Les travaux préparatoires nous montrent que la loi a entendu laisser aux tribunaux une complète latitude d'appréciation, pour savoir s'il y a eu ou non changement de destination. Le droit du propriétaire doit se concilier avec une certaine liberté accordée au fermier, liberté qui résulte du but et de l'utilité même du bail à ferme. Les principales difficultés se sont produites à propos de l'assolement triennal et de la culture des betteraves. Dans l'ancienne jurisprudence, le respect de l'assolement triennal était une obligation absolue, et on considérait le dessolement comme un grave abus de jouissance. Aujourd'hui, l'abandon de l'assolement triennal est au contraire considéré comme un véritable progrès, et la Cour de Paris (21 février 1822) a décidé que l'assolement alterne pouvait se justifier par l'usage.
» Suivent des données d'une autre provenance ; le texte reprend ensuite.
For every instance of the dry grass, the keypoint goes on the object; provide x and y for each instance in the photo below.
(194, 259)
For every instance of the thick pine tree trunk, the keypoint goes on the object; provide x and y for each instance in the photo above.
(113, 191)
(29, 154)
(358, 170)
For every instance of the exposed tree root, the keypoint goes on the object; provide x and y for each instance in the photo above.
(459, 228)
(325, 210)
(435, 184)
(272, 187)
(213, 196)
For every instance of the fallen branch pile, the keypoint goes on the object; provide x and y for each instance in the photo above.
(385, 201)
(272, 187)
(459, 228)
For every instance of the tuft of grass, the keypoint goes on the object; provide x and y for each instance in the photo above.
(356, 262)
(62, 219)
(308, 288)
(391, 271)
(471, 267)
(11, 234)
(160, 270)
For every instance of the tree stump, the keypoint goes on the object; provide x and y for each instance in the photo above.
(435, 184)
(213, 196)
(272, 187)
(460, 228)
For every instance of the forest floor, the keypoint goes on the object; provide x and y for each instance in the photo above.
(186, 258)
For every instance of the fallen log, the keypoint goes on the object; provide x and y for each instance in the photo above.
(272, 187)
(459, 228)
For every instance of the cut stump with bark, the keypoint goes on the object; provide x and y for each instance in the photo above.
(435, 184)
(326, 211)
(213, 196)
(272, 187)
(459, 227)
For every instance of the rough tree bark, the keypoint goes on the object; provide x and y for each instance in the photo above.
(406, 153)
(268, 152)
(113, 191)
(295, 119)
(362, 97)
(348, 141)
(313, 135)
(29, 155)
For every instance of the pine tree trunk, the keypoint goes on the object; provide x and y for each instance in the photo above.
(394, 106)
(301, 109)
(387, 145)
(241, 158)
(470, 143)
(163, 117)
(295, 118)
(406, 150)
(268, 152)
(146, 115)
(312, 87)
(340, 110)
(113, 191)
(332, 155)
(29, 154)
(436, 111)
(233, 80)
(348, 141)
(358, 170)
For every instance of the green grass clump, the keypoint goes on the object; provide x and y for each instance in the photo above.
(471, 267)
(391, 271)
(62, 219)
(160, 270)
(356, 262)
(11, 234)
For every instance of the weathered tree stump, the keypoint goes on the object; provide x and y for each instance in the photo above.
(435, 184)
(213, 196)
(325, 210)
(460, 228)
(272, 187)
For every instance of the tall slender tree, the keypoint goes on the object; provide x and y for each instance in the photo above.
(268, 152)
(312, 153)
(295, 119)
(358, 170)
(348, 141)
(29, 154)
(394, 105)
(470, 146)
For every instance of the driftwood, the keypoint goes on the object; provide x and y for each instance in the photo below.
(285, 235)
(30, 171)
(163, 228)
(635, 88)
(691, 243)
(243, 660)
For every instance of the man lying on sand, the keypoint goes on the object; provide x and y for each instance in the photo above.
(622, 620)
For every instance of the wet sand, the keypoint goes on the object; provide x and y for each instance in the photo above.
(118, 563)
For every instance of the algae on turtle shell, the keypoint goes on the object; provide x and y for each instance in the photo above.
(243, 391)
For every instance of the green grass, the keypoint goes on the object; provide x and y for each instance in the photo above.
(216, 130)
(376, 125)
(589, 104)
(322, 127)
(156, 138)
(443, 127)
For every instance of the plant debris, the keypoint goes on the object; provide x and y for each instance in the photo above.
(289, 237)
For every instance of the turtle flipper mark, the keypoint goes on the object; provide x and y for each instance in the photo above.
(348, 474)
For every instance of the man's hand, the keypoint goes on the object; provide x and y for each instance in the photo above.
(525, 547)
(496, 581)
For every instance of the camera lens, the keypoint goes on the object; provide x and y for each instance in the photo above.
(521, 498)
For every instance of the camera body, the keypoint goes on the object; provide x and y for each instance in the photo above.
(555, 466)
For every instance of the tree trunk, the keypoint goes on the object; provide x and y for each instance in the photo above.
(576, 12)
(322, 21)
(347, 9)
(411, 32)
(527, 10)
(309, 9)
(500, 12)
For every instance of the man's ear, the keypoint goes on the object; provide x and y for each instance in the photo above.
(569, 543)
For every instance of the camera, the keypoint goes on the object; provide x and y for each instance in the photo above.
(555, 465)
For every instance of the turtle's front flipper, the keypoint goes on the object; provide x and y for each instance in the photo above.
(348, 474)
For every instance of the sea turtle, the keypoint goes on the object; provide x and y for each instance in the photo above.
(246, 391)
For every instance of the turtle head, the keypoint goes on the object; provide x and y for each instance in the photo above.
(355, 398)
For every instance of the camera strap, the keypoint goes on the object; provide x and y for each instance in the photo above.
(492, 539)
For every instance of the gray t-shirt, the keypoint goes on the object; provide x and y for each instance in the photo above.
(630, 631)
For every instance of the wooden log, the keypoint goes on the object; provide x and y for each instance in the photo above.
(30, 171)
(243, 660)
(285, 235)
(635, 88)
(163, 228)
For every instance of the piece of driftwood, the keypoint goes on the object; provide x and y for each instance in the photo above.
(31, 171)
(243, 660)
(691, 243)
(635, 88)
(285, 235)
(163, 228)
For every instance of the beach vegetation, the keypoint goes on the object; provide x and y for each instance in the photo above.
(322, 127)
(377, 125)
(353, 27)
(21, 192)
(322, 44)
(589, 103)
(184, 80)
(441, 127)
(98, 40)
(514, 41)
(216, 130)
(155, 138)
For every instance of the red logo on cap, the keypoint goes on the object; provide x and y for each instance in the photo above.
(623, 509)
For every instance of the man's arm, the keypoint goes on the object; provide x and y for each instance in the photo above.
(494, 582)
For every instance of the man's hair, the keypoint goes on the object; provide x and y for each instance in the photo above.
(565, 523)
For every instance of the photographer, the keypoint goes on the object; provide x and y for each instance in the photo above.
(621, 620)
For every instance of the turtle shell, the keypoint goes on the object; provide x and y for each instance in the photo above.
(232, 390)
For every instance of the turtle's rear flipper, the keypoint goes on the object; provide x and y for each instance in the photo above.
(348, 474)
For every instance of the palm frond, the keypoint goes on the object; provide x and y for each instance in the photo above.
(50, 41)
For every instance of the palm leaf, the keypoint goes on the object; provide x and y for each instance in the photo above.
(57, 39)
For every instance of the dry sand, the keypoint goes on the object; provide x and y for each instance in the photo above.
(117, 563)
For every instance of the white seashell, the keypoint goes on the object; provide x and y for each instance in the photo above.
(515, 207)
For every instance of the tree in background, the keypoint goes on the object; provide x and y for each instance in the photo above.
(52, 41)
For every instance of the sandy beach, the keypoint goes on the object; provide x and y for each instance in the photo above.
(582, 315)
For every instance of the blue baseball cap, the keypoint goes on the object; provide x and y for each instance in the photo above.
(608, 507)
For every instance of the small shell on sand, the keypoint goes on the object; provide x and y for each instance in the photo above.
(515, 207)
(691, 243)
Quant à la culture de la betterave, elle est admise aujourd'hui dans tous les pays où elle peut réussir, et un jugement du tribunal de Laon (1) a pu considérer son application sur le tiers des terres d'une ferme comme le signe d'une intelligente exploitation. Toutefois il est permis de faire des réserves cette culture mal conduite épuiserait rapidement les terres et le bailleur pourrait s'en plaindre, si elle n'était pas accompagnée de fumures et engrais suffisants pour réparer les pertes du sol.

1. Laon, 20 octobre 1876. J. le Droit, 24 oct. 1876.

D'une manière générale, les juges pourront permettre au fermier, à moins de clause contraire, de faire dans la culture toutes les innovations dont l'avantage serait généralement reconnu; mais il ne devront pas permettre à un fermier, qui aurait l'esprit trop hardi et trop novateur, de mettre en pratique toutes sortes de théories nouvelles plus ou moins justifiées. La ferme ne lui a pas été louée pour faire des expériences.

Lorsqu'une clause du bail prohibe certaines cultures ou impose un assolement déterminé, elle doit être observée, même si elle est contraire aux usage locaux (Cour de Douai, 20 mars 1846).

Remarquons, en passant, que quand on descend ainsi dans le détail des modes de culture, les difficultés que l'on rencontre, lorsqu'il n'y a pas de convention spéciale, se rapportent autant, sinon plus, à l'obligation de jouir en bon père de famille, qu'à celle d'user du fonds suivant sa destination.

Lorsque le fermier change la destination du fonds loué, le bailleur, avons-nous vu, peut faire prononcer la résiliation du bail. Il n'a pas besoin de prouver, en outre, que le changement de destination lui cause un préjudice. Quelques auteurs (1) l'ont cependant soutenu, prétendant qu'il fallait, dans l'art. 1729, remplacer la disjonctive ou par la conjonction et; pour eux la réunion des deux conditions dont parle l'article 1729 serait indispensable. Nous croyons qu'il est plus sûr de s'en tenir au texte de l'article: ses dispositions se réfèrent, en effet, aux deux parties correspondantes de l'art. 1728. Nous déciderons donc que le bailleur

1. Duvergier I, 400.- Duranton XVII, 99.